| ET: What is 'Big Data' and what is its importance to business and society today?
KS:
As the popular definition goes, Big Data is characterized by the 3Vs: high-volume, high-velocity and high-variety information assets that can provide deep insights and thus enable businesses in effective decision making. It is rather a phenomenon of data deluge, engendered by advancement of technology and parallel explosion of newer channels of data collection via a nexus of social, mobile and cloud computing. It is the sheer pervasiveness of digitization in our social fabric and it is only guaranteed to explode with the growth in the internet of things. The real power of Big Data is in its ability to fuse varied data from multiple sources and derive meaningful and powerful insights from it. It has the enormous ability to deliver the right product, service or message to a consumer even before he/she asks for it!
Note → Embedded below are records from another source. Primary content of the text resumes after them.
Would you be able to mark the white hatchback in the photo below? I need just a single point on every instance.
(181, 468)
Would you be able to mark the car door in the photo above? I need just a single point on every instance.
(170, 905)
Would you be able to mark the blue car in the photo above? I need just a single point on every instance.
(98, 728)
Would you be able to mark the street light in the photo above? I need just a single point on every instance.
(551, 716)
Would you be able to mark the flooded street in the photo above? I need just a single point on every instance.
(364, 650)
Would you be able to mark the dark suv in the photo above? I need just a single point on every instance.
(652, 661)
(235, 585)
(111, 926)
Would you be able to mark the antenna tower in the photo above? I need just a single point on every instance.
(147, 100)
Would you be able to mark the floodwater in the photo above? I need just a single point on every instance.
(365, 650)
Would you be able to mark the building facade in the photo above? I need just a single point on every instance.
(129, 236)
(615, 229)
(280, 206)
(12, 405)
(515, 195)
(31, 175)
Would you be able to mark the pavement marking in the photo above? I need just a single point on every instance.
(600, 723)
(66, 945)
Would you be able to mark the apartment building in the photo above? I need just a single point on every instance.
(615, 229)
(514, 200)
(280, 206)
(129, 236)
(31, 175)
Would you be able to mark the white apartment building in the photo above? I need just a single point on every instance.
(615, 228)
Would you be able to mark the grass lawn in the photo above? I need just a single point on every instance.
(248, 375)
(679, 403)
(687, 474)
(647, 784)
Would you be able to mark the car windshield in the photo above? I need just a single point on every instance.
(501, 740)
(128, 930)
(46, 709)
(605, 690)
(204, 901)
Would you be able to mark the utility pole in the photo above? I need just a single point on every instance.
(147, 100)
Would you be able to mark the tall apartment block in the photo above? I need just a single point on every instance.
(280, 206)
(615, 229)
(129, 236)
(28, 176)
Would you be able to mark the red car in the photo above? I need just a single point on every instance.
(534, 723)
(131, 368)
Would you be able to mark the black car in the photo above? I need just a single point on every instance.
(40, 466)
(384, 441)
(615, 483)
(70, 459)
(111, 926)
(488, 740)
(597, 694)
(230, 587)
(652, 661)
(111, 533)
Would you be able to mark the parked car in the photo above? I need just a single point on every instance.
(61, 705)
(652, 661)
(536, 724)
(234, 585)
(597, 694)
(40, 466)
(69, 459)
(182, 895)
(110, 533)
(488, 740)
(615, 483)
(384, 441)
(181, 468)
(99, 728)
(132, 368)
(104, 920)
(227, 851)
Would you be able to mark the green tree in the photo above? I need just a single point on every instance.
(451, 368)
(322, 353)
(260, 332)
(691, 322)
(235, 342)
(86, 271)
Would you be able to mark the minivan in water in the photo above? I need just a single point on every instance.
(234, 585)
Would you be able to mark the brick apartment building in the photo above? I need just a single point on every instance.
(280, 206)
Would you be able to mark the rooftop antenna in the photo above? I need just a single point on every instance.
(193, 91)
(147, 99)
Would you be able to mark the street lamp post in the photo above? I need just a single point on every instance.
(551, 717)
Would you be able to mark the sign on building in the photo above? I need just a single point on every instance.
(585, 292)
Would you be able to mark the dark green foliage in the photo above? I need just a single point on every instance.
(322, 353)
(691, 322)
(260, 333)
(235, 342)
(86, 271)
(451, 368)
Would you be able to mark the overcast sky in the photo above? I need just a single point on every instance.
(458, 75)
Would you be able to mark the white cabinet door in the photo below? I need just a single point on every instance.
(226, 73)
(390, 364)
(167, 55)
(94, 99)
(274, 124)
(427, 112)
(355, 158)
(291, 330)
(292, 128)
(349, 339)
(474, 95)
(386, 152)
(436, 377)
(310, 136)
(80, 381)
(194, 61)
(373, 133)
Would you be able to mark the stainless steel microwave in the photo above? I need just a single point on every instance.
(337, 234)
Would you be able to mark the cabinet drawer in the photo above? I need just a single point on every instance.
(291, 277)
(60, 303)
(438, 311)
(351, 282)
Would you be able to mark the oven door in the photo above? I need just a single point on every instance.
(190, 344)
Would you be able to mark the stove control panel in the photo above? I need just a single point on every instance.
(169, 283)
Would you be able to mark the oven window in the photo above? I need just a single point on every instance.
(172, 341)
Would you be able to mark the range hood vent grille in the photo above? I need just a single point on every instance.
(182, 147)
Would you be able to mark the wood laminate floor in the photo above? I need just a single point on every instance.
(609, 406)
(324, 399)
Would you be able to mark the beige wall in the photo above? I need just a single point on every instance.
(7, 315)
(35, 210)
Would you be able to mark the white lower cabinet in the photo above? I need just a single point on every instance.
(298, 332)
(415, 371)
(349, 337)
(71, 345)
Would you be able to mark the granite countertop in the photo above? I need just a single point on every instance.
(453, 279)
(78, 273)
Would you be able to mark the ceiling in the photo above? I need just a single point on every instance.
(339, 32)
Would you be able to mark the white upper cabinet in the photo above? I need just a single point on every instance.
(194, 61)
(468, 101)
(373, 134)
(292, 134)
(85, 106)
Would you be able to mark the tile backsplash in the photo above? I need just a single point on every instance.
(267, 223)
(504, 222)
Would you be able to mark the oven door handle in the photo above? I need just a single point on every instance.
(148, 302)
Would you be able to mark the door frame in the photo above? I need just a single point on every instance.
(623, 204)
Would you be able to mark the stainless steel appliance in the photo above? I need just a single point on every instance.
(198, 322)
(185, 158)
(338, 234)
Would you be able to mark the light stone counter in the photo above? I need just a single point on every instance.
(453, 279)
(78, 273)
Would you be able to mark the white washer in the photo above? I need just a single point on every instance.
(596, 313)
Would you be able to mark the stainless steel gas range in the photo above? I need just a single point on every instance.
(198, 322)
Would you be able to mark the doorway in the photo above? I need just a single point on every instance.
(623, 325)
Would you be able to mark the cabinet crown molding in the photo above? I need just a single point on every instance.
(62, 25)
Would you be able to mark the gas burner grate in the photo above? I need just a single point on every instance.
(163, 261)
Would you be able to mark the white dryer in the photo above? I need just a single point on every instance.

Businesses today are no longer grappling with the term Big Data but have graduated to the next step asking, how can I leverage it to derive good ROI? Most businesses are collecting data about their customers and their preferences from various sources and a lot of it is generally, not required for their day-to-day operations. Additionally, businesses typically have other internal sources of data which are untapped or underused – the so called “dark data”. With the advent of technologies that help process all kinds of data, business can run analytics on these untapped datasets and derive valuable insights that will help them devise innovative strategies to increase their revenue. Businesses have to realize that this dark data has probable economic potential and it is in their interest to mine it for competitive advantage. There are many use cases across industries and geographies where Big Data has provided businesses unprecedented value. In this new era of Big Data, information is a big asset for any organization.
The importance of Big Data to the society today, is an interesting and an important question. The unprecedented computational power coupled with downward trending cost of storage has enabled unexpected discoveries, innovations and improvements in our quality of life. The data-centric world accrues numerous benefits to the society – right from competitive retail pricing, early warning signs of infection in both, adults and neonatal, improving energy efficiency, boosting agricultural productivity, and many more. Just like anything else, there are always two sides of a coin – one being opportunistic for benefitting from it and the other staring at the risk of loss of privacy and serious damage. The technology is so advanced that it can do near-perfect personalization. The sophisticated algorithms that run on data avalanches could potentially cause unintended collateral damage to an individual. While these may seem to deter usage of Big Data, there will be privacy laws that will be in place that will act as a protective shield to the society and at the same time allow unfettered flow of data that can be used to benefit the society at large.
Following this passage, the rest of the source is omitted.